Leaders of AIADMK, particularly the co-coordinator Edappadi K Palaniswami, have been stressing on the need for party workers to explain to the people what they allege as a lapse on the part of the DMK and urge them not to vote for the party in the local body polls.
On the other hand, District secretaries, some Ministers, MLAs and MPs of the DMK who are spearheading the campaigns at the local level tell their campaigners to list out the over 200 promises that had been honoured, besides the new schemes announced in the last four months, despite enormous financial difficulties.
The DMK wants its cadre to drive home the point that every promise given the manifesto would be implemented in due course and that it was too early to expect the government to honour each and every promise.
While the DMK and its allies invoke the surging popularity of Chief Minister M K Stalin among the people to seek votes, an AMMK candidate in Kadayam, Chandrasekar, too has printed the picture of the Chief Minister along with his in the publicity material, much to the annoyance of local DMK cadre.
However, Chandrasekar has rebuffed those who confronted them by averring that the Chief Minister was common for all in the State and no one can prevent him from using Stalin’s photograph from his handbills.
AIADMK leaders, including former Ministers, MLAs and district secretaries are visiting the poll-bound villages and motivating the cadre, which led to an allegation by the DMK that former Minister S P Velumani was throwing parties to campaigners. Even a complaint was reportedly made to the State Election Commission on that.
Another complaint that both the party cadre are making against each other is that stocking up of gift articles that would be distributed on the eve of the elections – the first phase of which is scheduled for October 6 and the second phase for October 9.

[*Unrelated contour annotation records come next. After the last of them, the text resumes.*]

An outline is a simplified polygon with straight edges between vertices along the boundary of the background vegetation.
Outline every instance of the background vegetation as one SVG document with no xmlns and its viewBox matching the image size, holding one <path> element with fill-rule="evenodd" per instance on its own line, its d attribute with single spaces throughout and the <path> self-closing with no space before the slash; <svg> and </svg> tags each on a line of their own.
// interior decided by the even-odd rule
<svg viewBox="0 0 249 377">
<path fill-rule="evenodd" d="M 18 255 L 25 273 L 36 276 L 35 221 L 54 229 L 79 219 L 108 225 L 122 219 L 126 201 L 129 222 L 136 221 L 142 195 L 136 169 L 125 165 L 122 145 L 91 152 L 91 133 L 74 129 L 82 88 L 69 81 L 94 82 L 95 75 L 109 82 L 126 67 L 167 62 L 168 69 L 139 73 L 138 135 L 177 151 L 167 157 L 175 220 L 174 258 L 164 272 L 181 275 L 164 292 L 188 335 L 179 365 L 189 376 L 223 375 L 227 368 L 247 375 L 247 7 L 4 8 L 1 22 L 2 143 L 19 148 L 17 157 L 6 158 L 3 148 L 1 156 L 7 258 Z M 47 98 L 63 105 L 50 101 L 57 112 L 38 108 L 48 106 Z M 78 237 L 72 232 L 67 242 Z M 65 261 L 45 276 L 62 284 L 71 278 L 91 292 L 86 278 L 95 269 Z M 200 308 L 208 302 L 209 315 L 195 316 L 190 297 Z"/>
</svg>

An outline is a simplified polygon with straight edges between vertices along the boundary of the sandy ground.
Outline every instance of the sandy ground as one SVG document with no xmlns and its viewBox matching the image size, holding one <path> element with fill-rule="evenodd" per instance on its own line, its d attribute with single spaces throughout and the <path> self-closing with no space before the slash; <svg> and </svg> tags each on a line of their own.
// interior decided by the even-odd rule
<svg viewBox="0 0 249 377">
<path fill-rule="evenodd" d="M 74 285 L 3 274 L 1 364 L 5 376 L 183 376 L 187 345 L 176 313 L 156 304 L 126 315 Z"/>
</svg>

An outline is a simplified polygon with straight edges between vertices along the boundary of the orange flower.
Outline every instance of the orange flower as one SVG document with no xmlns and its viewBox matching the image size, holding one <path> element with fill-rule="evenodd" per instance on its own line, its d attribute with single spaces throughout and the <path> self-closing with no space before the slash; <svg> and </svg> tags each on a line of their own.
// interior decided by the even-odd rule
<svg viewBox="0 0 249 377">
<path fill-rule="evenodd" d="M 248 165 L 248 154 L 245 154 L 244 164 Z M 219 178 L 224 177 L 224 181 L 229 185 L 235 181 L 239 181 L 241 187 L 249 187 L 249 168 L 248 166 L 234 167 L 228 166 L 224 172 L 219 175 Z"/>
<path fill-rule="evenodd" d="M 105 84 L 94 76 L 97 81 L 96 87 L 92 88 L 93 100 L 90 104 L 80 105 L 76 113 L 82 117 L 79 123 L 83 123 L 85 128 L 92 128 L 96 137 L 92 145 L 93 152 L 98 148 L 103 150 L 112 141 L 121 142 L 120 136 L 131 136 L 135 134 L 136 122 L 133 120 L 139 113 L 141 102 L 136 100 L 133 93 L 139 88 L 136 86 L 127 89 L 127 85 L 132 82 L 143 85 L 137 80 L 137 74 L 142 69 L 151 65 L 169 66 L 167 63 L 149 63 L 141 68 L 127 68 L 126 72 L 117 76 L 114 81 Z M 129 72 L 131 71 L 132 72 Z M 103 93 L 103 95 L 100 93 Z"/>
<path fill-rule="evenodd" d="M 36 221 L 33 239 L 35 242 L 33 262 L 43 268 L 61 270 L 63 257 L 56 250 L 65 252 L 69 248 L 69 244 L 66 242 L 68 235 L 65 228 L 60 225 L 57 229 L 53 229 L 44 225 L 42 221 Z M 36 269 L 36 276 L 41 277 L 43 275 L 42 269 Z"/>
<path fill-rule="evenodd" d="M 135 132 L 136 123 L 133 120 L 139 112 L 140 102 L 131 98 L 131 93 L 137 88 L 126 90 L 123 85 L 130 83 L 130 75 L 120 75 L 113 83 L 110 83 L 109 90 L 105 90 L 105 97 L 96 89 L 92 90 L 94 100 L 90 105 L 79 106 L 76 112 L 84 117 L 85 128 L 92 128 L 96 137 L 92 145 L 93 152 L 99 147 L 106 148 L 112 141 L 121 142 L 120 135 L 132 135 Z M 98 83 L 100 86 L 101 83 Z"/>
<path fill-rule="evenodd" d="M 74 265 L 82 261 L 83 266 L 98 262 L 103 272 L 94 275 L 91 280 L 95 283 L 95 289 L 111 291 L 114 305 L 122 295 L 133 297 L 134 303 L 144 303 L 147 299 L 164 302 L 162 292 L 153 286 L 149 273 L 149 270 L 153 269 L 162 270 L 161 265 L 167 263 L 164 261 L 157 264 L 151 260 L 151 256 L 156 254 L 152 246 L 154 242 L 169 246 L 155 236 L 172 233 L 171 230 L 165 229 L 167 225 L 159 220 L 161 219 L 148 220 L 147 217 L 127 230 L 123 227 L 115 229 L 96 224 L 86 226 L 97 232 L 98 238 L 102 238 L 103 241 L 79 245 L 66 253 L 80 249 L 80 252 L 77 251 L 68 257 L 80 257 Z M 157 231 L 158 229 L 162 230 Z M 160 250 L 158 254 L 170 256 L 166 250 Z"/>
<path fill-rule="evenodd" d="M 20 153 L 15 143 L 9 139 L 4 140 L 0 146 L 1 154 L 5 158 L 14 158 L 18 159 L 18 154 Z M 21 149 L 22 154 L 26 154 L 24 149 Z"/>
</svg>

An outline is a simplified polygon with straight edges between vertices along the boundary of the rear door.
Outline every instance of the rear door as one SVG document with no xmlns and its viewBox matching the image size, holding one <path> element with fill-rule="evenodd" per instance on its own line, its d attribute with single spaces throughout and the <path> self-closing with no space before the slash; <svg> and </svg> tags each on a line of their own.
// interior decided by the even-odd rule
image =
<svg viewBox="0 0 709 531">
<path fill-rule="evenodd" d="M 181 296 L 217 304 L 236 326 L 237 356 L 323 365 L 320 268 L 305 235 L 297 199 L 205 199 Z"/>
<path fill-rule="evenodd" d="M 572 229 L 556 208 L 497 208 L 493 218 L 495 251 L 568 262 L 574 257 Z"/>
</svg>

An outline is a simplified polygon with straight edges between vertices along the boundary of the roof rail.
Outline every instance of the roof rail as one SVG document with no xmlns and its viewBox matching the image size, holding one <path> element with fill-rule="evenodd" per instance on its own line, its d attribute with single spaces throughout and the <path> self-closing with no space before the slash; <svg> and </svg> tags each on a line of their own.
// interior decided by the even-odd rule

The recovery of 100 fans from the premises of a panchayat president in MIlaripettai village near Thirukovilur, created a sensation in the area with both the parties pointing fingers at each other. Similarly both parties are accusing each other of stocking up liquor, saying that crates and crates have already been transported from Puducherry.
However, there was a general feeling that DMK cadre were not as upbeat as the AIADMK counterparts in reaching out to the people. To add credence to the speculation, Minister Duraimurugan had tried to cheer up the workers during a meeting at Jolarpettai the other day.
He had told the local functionaries not be bogged down as the government would dissolve all the cooperative bodies after the local body elections and fill up the posts afresh with new members, suggesting that they could look forward to rewards.
While Palaniswami is the star campaigner as of now for the AIADMK, party coordinator, O Panneerselvam, who had been lying low after his wife passed away on September 1, is expected to hit the campaign trail from Friday.
Though the other parties are not actually making a real impact in the villages, leaders of VCK, Naam Tamilar Katchi, Makkal Neethi Maiam, Congress and BJP are campaigning in select pockets where they believe they have some clout.
For the PMK, youth wing president Anbumani Ramadoss and Leader of the Legislative Party G K Mani are leading the campaign but only in regions that they consider as their bastions.
Irrespective of party affiliations, villagers in the districts of Kanchipuram, Chengalpattu, Vellore, Tirupattur, Ranipet, Villupuram, Kallakurichi, Tirunelveli and Tenkasi, and in places where casual elections are to be held to fill vacancies in other districts, are said to be quietly waiting for parties and candidates to distribute cash.
Though flying squads have been pressed into service and police and home guards are to be deployed, the gossip at the local level is that the emergence of the hidden gifts, cash and liquor into the open cannot be stopped.